Assembleia Municipal de Lisboa
Medina diz que a “maturidade” do acordo com os Cidadãos por Lisboa está provada
13-04-2015 Inés Boaventura, Público

Presidente da Câmara de Lisboa e Helena Roseta assinaram uma adenda ao acordo de 2013 e deixaram garantias de que a concertação entre as duas forças vai aumentar.

O presidente da Câmara de Lisboa considera que “a coligação entre o PS e os Cidadãos por Lisboa tem sido muito boa para a cidade” e defende que a entrada de um terceiro vereador deste movimento no executivo “é talvez a maior prova da maturidade e da importância” do acordo coligatório entre ambos, que agora foi objecto de um “reforço”.

Com a entrada em funções de João Paulo Saraiva, que assumiu os pelouros das Finanças e dos Recursos Humanos, o PS (incluindo o vereador José Sá Fernandes, eleito em representação da Associação Lisboa é muita gente) deixou de ter maioria absoluta na câmara. Isso mesmo foi destacado por Helena Roseta, que sublinhou que tal “diz muito da confiança” que o novo presidente do município deposita no movimento de cidadãos que encabeça.

“É talvez a maior prova da maturidade e da importância deste acordo”, defendeu por sua vez Fernando Medina, garantindo que no seio do executivo não haverá “distinção do ponto de vista da origem” de cada um dos vereadores. O autarca socialista, que conhece João Paulo Saraiva desde os tempos de universidade, destacou o “grande curriculum” do novo vereador, que diz ter “grande qualidade técnica e profissional”.

Esta segunda-feira, Fernando Medina e Helena Roseta assinaram uma adenda ao acordo coligatório celebrado entre o PS e os Cidadãos por Lisboa para as eleições autárquicas de 2013. Nela, os signatários manifestam o seu “empenhamento no aprofundamento dos mecanismos de concertação prévia sobre todas as propostas ou matérias que cada uma das partes pretenda submeter à apreciação dos órgãos municipais”.

Essa “concertação prévia”, acrescenta-se no documento, “envolve o compromisso adicional (…) de cada uma das partes não inviabilizar propostas ou medidas previamente consideradas como relevantes pela outra parte”. “Sem prejuízo”, diz-se ainda, “do dever de procurar acolher sugestões que facilitem a convergência de posições”.

Esta adenda surge no rescaldo do caso da isenção de taxas e compensações urbanísticas ao Benfica, no qual Helena Roseta assumiu uma posição muito crítica da actuação da câmara.
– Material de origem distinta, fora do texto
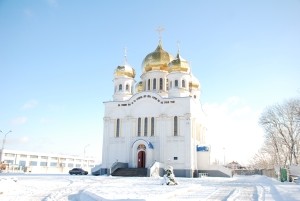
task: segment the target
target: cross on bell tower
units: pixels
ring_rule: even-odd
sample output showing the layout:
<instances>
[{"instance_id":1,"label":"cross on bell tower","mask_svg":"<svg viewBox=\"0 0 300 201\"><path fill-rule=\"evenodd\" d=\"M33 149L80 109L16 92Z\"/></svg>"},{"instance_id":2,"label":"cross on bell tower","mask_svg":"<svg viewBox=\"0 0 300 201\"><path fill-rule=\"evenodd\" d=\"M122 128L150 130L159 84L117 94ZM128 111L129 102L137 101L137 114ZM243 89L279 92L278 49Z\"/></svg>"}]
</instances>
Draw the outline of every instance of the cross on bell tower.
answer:
<instances>
[{"instance_id":1,"label":"cross on bell tower","mask_svg":"<svg viewBox=\"0 0 300 201\"><path fill-rule=\"evenodd\" d=\"M161 44L161 35L162 35L162 32L164 31L165 29L161 26L159 26L156 31L158 32L158 36L159 36L159 44Z\"/></svg>"}]
</instances>

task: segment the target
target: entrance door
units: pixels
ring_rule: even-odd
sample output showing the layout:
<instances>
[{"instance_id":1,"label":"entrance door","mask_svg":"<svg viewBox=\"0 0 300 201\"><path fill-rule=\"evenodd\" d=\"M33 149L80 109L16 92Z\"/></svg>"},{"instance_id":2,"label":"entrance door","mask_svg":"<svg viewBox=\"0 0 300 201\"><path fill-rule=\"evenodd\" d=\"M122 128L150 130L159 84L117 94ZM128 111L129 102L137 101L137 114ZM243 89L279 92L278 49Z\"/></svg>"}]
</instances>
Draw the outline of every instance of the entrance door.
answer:
<instances>
[{"instance_id":1,"label":"entrance door","mask_svg":"<svg viewBox=\"0 0 300 201\"><path fill-rule=\"evenodd\" d=\"M145 163L146 163L146 153L144 151L139 151L138 168L145 168Z\"/></svg>"}]
</instances>

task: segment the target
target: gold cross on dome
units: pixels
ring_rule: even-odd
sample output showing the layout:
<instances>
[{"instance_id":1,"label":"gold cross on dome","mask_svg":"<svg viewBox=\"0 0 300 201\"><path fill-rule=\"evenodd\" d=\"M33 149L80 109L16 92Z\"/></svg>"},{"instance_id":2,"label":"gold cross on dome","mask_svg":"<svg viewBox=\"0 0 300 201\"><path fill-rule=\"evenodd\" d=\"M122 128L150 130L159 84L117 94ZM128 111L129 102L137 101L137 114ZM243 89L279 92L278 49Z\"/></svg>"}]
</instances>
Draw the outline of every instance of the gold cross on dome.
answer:
<instances>
[{"instance_id":1,"label":"gold cross on dome","mask_svg":"<svg viewBox=\"0 0 300 201\"><path fill-rule=\"evenodd\" d=\"M161 33L164 31L165 29L161 26L159 26L156 31L158 32L158 35L159 35L159 40L161 40Z\"/></svg>"}]
</instances>

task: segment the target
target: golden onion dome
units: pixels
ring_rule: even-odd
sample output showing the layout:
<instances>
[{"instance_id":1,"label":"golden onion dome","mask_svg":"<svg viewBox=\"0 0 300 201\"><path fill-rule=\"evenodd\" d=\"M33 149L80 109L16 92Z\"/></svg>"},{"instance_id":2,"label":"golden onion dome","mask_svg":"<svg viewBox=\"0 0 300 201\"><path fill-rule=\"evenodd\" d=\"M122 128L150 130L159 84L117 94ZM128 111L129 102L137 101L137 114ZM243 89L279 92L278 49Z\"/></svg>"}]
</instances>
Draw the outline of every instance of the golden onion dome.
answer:
<instances>
[{"instance_id":1,"label":"golden onion dome","mask_svg":"<svg viewBox=\"0 0 300 201\"><path fill-rule=\"evenodd\" d=\"M199 89L200 88L199 80L195 76L193 76L192 74L191 74L191 78L192 79L189 82L189 88L190 89Z\"/></svg>"},{"instance_id":2,"label":"golden onion dome","mask_svg":"<svg viewBox=\"0 0 300 201\"><path fill-rule=\"evenodd\" d=\"M116 68L114 75L116 77L127 76L127 77L134 78L135 70L125 61L124 65L118 66Z\"/></svg>"},{"instance_id":3,"label":"golden onion dome","mask_svg":"<svg viewBox=\"0 0 300 201\"><path fill-rule=\"evenodd\" d=\"M173 56L162 48L161 41L154 52L148 54L142 63L143 72L152 70L168 71L168 64L173 60Z\"/></svg>"},{"instance_id":4,"label":"golden onion dome","mask_svg":"<svg viewBox=\"0 0 300 201\"><path fill-rule=\"evenodd\" d=\"M183 59L179 52L176 55L176 58L169 63L169 72L190 72L190 65L187 60Z\"/></svg>"},{"instance_id":5,"label":"golden onion dome","mask_svg":"<svg viewBox=\"0 0 300 201\"><path fill-rule=\"evenodd\" d=\"M139 81L139 82L137 83L137 85L135 86L135 88L136 88L136 91L137 91L137 92L142 92L142 91L143 91L143 82L142 82L142 81Z\"/></svg>"}]
</instances>

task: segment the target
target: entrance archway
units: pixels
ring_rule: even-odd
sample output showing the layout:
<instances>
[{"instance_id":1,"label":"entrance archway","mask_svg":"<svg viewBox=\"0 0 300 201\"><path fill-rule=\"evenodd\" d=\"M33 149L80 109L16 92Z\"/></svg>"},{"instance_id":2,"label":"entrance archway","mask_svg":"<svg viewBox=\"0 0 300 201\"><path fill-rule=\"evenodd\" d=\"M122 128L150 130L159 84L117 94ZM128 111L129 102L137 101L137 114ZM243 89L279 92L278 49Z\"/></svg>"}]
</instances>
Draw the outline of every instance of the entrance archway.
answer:
<instances>
[{"instance_id":1,"label":"entrance archway","mask_svg":"<svg viewBox=\"0 0 300 201\"><path fill-rule=\"evenodd\" d=\"M146 152L145 151L139 151L138 157L137 157L137 167L138 168L145 168L146 164Z\"/></svg>"}]
</instances>

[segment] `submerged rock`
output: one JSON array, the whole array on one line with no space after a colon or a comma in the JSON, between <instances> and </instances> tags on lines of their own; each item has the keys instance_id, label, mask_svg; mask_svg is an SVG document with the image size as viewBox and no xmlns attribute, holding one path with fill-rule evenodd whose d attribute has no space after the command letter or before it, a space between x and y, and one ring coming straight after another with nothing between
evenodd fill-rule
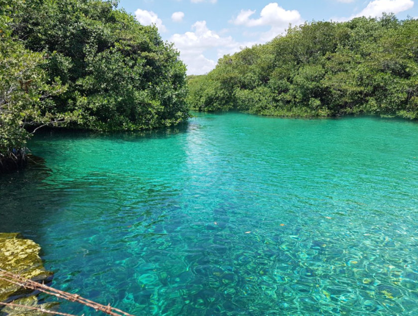
<instances>
[{"instance_id":1,"label":"submerged rock","mask_svg":"<svg viewBox=\"0 0 418 316\"><path fill-rule=\"evenodd\" d=\"M53 273L44 268L39 257L40 250L38 244L24 239L19 234L0 233L0 268L32 281L49 282ZM33 306L37 304L34 296L36 294L33 290L0 279L0 302L17 300L15 304ZM2 309L1 307L0 306L0 315L18 315L6 311L8 308ZM24 315L28 314L26 312Z\"/></svg>"}]
</instances>

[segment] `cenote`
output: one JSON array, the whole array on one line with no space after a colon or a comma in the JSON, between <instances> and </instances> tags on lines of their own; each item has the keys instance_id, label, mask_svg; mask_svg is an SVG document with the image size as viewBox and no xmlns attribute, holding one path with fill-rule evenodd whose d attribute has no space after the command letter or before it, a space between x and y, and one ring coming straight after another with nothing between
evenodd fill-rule
<instances>
[{"instance_id":1,"label":"cenote","mask_svg":"<svg viewBox=\"0 0 418 316\"><path fill-rule=\"evenodd\" d=\"M136 315L418 314L418 124L197 115L38 134L44 163L0 179L0 231Z\"/></svg>"}]
</instances>

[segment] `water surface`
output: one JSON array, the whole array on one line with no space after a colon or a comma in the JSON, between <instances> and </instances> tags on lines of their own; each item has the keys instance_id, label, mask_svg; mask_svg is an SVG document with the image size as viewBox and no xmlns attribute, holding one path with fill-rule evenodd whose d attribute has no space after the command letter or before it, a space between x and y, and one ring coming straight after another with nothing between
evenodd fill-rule
<instances>
[{"instance_id":1,"label":"water surface","mask_svg":"<svg viewBox=\"0 0 418 316\"><path fill-rule=\"evenodd\" d=\"M0 178L0 231L41 245L54 286L137 315L417 315L418 136L236 113L40 134L45 164Z\"/></svg>"}]
</instances>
Nesse caso, critica a presidente da Assembleia Municipal de Lisboa, a proposta assinada por Manuel Salgado “não estava realmente em condições, não houve discussão interna, pura e simplesmente”.

“Queremos ajudar a ser solução e não ser o problema”, frisou a autarca, que deixou um apelo a que daqui para a frente haja mais “diálogo” entre os parceiros de coligação. Ainda assim, Helena Roseta fez questão de garantir que os Cidadãos por Lisboa manterão a sua “liberdade permanente de voto e de consciência”, uma liberdade que classificou como “responsável”.

“Prometo que não estaremos sempre entendidos sobre tudo”, afirmou também Fernando Medina. Quando ao pedido de maior concertação prévia feito por Helena Roseta, o autarca admitiu que ela “é por definição sempre incompleta” e que há margem para “melhorá-la”. O novo presidente da câmara deixou ainda garantias de que está empenhado em melhorar o “diálogo” não só com os Cidadãos por Lisboa, mas também “com outros movimentos, dentro da maioria e com os lisboetas”.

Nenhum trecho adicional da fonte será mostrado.